Behaviour from Head Pose
The aim of the project is to automatically identify the direction in which people are facing from a distant camera in a surveillance situation to provide input to higher level reasoning systems. The direction in which somebody is facing provides a good estimate of their gaze direction, which can be used to infer familiarity between people or interest in surroundings. It can be seen as closing the gap between a coarse description of humans from a distance and a more detailed motion of limbs, usually obtained from a closer view. The work is partly funded by HERMES, located in work package 3 and 4.
Active Scene Exploration
Effective use of resources is an underlying theme of this project. The resources in question are a set of cameras which overlook a common area from varying viewing angles. These cameras are heterogenous and have different parameters for control, e.g. some are static, some are pan, tilt and zoom cameras. Information theoretic measures are used to choose the best surveillance parameters for these cameras, whereas best can be defined by higher level reasoning, or human operators. Currently, the work concentrates on objective functions from information-theory and the use of sensor data fusion techniques to make informed decisions.

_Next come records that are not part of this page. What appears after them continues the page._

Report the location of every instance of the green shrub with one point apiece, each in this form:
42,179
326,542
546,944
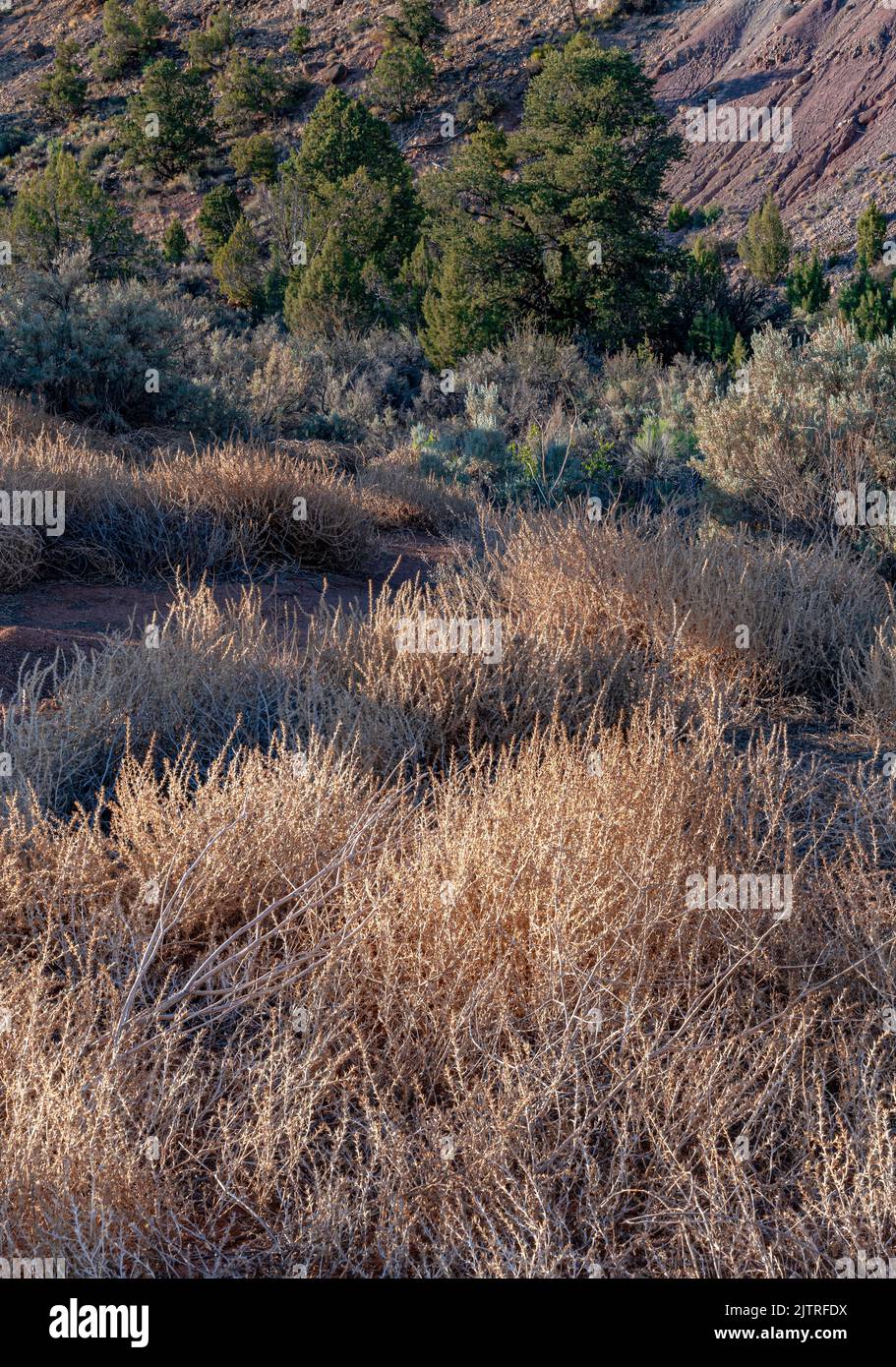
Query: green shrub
807,420
868,305
217,217
105,351
255,156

As part of the HERMES project, the goal is to establish a perception/action cycle with specific consideration of varying zoom levels. The distributed camera system can be interpreted as an abstract sensor which is content with higher level objectives as input.
The coarsest scale of an agent representation is considered to track agents and note their trajectories, together with other coarse scale features, that will be useful for action and intention recognition. The aim is then to generate behaviour and conceptual descriptions about the agent itself and its relationship with respect to other agents and predefined objects in the scene.
Cognitive Computer Vision
Recent work in visual tracking and camera control has looked at the issues involved in activity recognition using parametric and non-parametric belief propagation in Bayesian Networks, and begun to touch on the issues of causality. The current research takes all of these areas forward. The ultimate goal will be to combine these techniques to produce a pan/tilt/zoom camera system, and/or network of cameras, that can allocate attention in an intelligent fashion via an understanding of the scene, inferred automatically from visual data.

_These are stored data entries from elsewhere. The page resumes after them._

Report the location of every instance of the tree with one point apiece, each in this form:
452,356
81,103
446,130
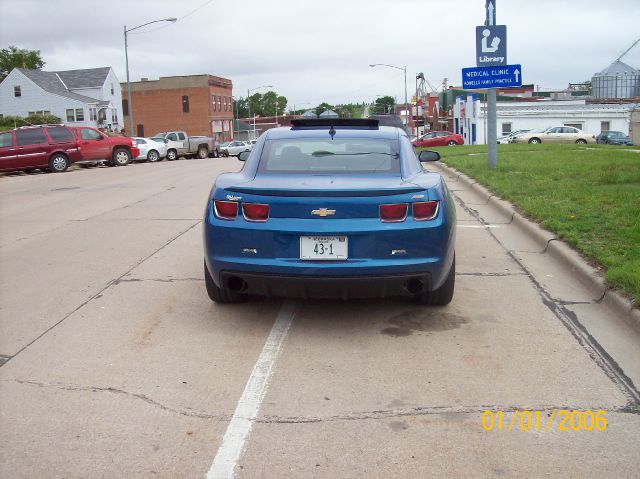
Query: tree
14,57
323,107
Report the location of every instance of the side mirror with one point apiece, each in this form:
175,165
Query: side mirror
428,155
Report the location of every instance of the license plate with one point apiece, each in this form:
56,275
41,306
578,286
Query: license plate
323,247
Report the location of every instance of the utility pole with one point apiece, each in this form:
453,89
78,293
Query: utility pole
492,118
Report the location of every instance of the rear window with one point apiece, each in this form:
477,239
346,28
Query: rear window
30,137
60,134
350,155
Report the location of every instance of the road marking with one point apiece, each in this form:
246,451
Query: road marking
479,226
246,412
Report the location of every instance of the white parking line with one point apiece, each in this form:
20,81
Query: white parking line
239,428
478,226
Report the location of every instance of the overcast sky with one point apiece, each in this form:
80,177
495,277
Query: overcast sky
320,50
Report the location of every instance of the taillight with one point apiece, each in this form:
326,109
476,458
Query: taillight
227,210
425,210
393,213
255,211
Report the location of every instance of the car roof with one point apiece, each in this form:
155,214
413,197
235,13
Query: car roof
320,130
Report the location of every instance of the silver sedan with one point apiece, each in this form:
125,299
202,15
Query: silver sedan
150,149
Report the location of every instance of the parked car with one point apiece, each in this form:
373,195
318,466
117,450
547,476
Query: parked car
609,137
556,134
335,208
438,138
97,147
50,147
235,147
506,139
189,146
150,149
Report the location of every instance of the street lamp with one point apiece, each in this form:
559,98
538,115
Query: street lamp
404,69
126,54
249,90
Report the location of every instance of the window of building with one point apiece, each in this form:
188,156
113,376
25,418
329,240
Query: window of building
76,114
31,136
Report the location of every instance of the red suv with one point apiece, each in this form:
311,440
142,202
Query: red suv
96,147
51,147
439,138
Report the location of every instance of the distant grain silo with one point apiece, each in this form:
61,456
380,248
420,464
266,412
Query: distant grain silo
619,80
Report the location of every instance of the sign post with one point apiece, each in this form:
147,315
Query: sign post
491,42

The topic is directly related to the EU project HERMES, which is in the exciting and socially relevant area of intelligent visual surveillance. The aim of the research is to develop cameras systems that could be considered to exhibit emergent cognitive behaviour, through developing algorithms and ontologies for understanding of visual scenes.
The video compares the monocular SLAM system running with and without object detection in a spit-screen view. The system without the object detection looses track due to insufficient features, and at this point the video is slowed down to highlight this. The system with the object detection continues and at the end of the video it has successfully detected all five objects and accurately localized them in the world.